Be confident and optimistic

Although it’s important to remain realistic, it’s still essential to promote the positive aspects of your business, those that would appeal to potential investors. Keep the following in mind:

  • Make your pitch as clear as possible, and in just a few minutes. Investors want to know that you can explain your business succinctly, but briefly. You want to explain quickly and clearly how your business model can make lots of money.
  • Be knowledgeable about current and potential competition. Investors will be impressed that you’re up-to-date with who else is in the market.
  • Keep the focus on benefits and financials. You don’t need to spend time talking about technology. If they want to know more about the technology behind your products or services, they’ll ask.

As much as you can, establish a good rapport with them. After all, you’re going to be in business together, so it’s important to get along with each other. Make sure they know you’ve got an open mind when it comes to their advice – a good investor will have lots to offer in the way of experience and contacts.

Have a clear exit strategy

Yes, developing an exit strategy before you’ve even got investment needs to be covered; the investors then know you are thinking about the end goal. The most common exits are:

  • A corporate buy-out.
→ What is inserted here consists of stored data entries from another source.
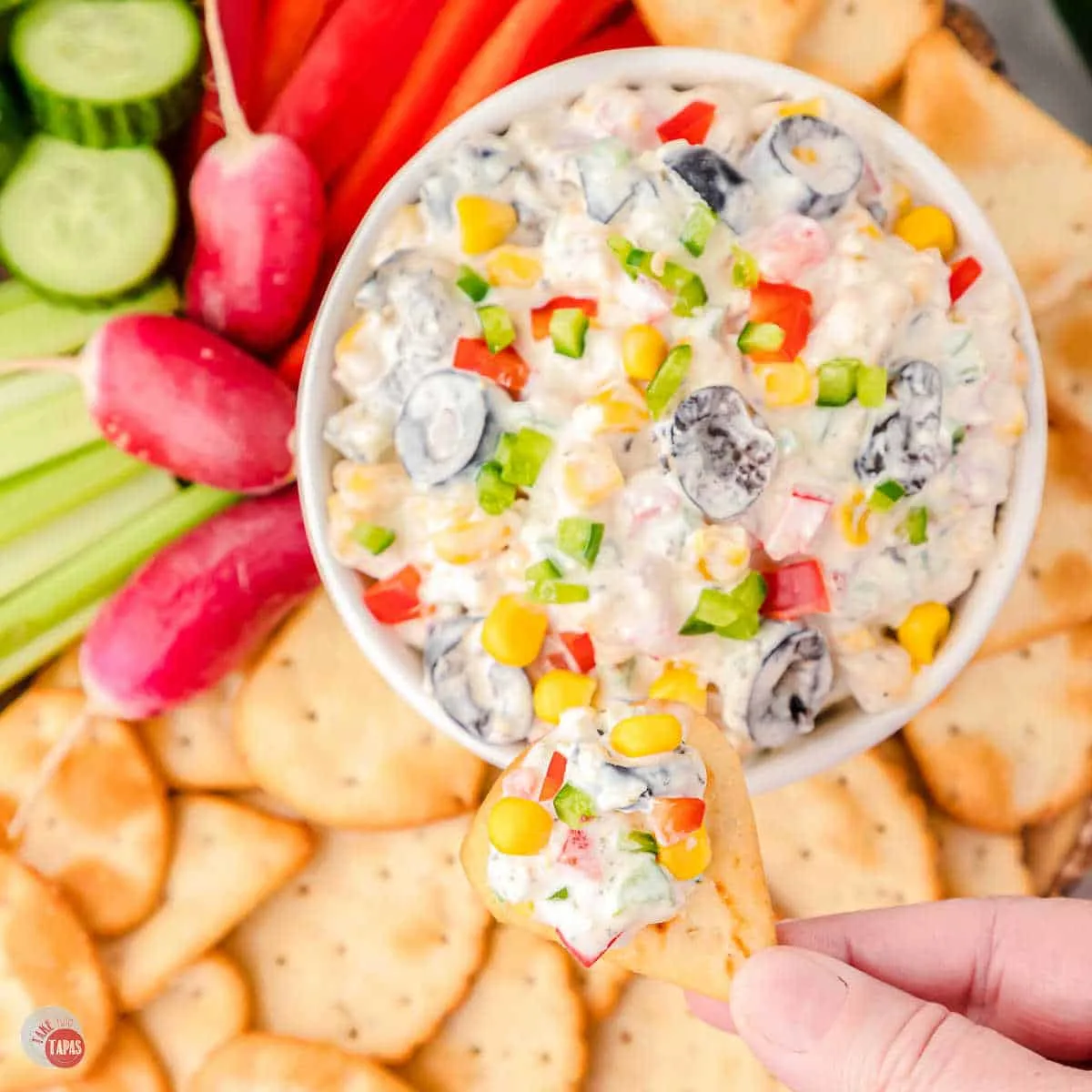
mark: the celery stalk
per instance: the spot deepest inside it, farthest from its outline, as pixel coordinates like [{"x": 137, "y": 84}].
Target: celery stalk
[
  {"x": 42, "y": 495},
  {"x": 103, "y": 568},
  {"x": 23, "y": 388},
  {"x": 54, "y": 543},
  {"x": 46, "y": 645}
]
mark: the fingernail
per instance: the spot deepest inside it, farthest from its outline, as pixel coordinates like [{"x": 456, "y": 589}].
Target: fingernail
[{"x": 790, "y": 998}]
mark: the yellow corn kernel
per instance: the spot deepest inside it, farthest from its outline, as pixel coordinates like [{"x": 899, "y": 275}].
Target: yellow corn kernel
[
  {"x": 923, "y": 631},
  {"x": 813, "y": 107},
  {"x": 556, "y": 692},
  {"x": 926, "y": 228},
  {"x": 786, "y": 385},
  {"x": 853, "y": 519},
  {"x": 722, "y": 551},
  {"x": 513, "y": 632},
  {"x": 519, "y": 827},
  {"x": 484, "y": 223},
  {"x": 512, "y": 268},
  {"x": 620, "y": 410},
  {"x": 648, "y": 734},
  {"x": 643, "y": 350},
  {"x": 590, "y": 475},
  {"x": 689, "y": 858},
  {"x": 904, "y": 199},
  {"x": 680, "y": 683},
  {"x": 473, "y": 540}
]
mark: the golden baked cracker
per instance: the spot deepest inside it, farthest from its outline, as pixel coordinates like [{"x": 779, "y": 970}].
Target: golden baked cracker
[
  {"x": 1065, "y": 337},
  {"x": 1054, "y": 589},
  {"x": 46, "y": 959},
  {"x": 1032, "y": 177},
  {"x": 852, "y": 838},
  {"x": 726, "y": 917},
  {"x": 201, "y": 1008},
  {"x": 194, "y": 743},
  {"x": 258, "y": 1063},
  {"x": 320, "y": 729},
  {"x": 371, "y": 945},
  {"x": 1010, "y": 741},
  {"x": 227, "y": 860},
  {"x": 601, "y": 986},
  {"x": 760, "y": 27},
  {"x": 976, "y": 864},
  {"x": 1047, "y": 845},
  {"x": 864, "y": 45},
  {"x": 651, "y": 1043},
  {"x": 101, "y": 828},
  {"x": 126, "y": 1065},
  {"x": 520, "y": 1026}
]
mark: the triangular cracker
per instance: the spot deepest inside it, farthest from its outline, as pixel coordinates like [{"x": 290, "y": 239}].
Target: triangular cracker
[
  {"x": 1032, "y": 177},
  {"x": 727, "y": 916}
]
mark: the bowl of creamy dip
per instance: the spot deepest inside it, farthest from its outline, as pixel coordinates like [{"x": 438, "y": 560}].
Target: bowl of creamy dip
[{"x": 672, "y": 375}]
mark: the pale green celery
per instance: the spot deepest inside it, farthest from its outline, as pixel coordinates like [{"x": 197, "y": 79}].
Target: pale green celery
[
  {"x": 23, "y": 388},
  {"x": 46, "y": 645},
  {"x": 35, "y": 554},
  {"x": 41, "y": 327},
  {"x": 45, "y": 430},
  {"x": 103, "y": 567},
  {"x": 48, "y": 491}
]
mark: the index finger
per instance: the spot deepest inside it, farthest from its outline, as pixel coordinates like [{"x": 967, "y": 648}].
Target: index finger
[{"x": 1018, "y": 966}]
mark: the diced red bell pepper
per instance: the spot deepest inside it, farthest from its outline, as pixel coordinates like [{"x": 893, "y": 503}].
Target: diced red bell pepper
[
  {"x": 584, "y": 959},
  {"x": 675, "y": 817},
  {"x": 964, "y": 274},
  {"x": 541, "y": 316},
  {"x": 394, "y": 599},
  {"x": 555, "y": 776},
  {"x": 692, "y": 124},
  {"x": 506, "y": 369},
  {"x": 580, "y": 648},
  {"x": 795, "y": 590},
  {"x": 580, "y": 854},
  {"x": 785, "y": 306}
]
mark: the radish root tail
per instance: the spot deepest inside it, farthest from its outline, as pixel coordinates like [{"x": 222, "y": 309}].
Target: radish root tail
[{"x": 54, "y": 760}]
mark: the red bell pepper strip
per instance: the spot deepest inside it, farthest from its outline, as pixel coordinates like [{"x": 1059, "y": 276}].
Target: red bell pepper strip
[
  {"x": 541, "y": 316},
  {"x": 692, "y": 124},
  {"x": 534, "y": 34},
  {"x": 288, "y": 28},
  {"x": 239, "y": 22},
  {"x": 964, "y": 276},
  {"x": 795, "y": 590},
  {"x": 629, "y": 34},
  {"x": 345, "y": 82},
  {"x": 584, "y": 959},
  {"x": 579, "y": 645},
  {"x": 555, "y": 776},
  {"x": 784, "y": 306},
  {"x": 394, "y": 600},
  {"x": 506, "y": 369},
  {"x": 675, "y": 817},
  {"x": 457, "y": 35}
]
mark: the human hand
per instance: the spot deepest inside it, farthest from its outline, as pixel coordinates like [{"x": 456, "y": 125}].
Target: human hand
[{"x": 962, "y": 996}]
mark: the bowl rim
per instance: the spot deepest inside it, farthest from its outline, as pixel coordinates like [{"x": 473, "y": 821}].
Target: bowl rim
[{"x": 844, "y": 733}]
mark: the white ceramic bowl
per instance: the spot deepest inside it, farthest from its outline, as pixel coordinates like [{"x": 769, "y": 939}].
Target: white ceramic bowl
[{"x": 844, "y": 731}]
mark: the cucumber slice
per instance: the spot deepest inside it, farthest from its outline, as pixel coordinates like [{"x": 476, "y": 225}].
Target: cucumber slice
[
  {"x": 85, "y": 224},
  {"x": 109, "y": 74},
  {"x": 33, "y": 326}
]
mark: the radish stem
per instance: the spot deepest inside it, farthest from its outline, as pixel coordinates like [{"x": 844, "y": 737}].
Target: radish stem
[{"x": 235, "y": 120}]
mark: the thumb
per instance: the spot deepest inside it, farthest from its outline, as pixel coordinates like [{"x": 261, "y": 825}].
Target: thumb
[{"x": 823, "y": 1026}]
This is where a large corporation likes your business and thinks it will fit in well with theirs.
  • A management buy-out. You and/or key staff buy out the investors.
  • A management buy-in. Another syndicate buys into the business and manages it.
  • An Initial Public Offering (IPO). This is where you list your company on a stock exchange, so that investors can sell their shares.


Attracting investors is down to presenting your business in the best possible light, while still remaining realistic. Investors won’t be interesting in financing a business that’s in trouble, so they’re not a good option if your main goal is to solve financial difficulties. Investors are interested in businesses that will pay off for them down the line, so your main priority is showing them how your business will achieve that.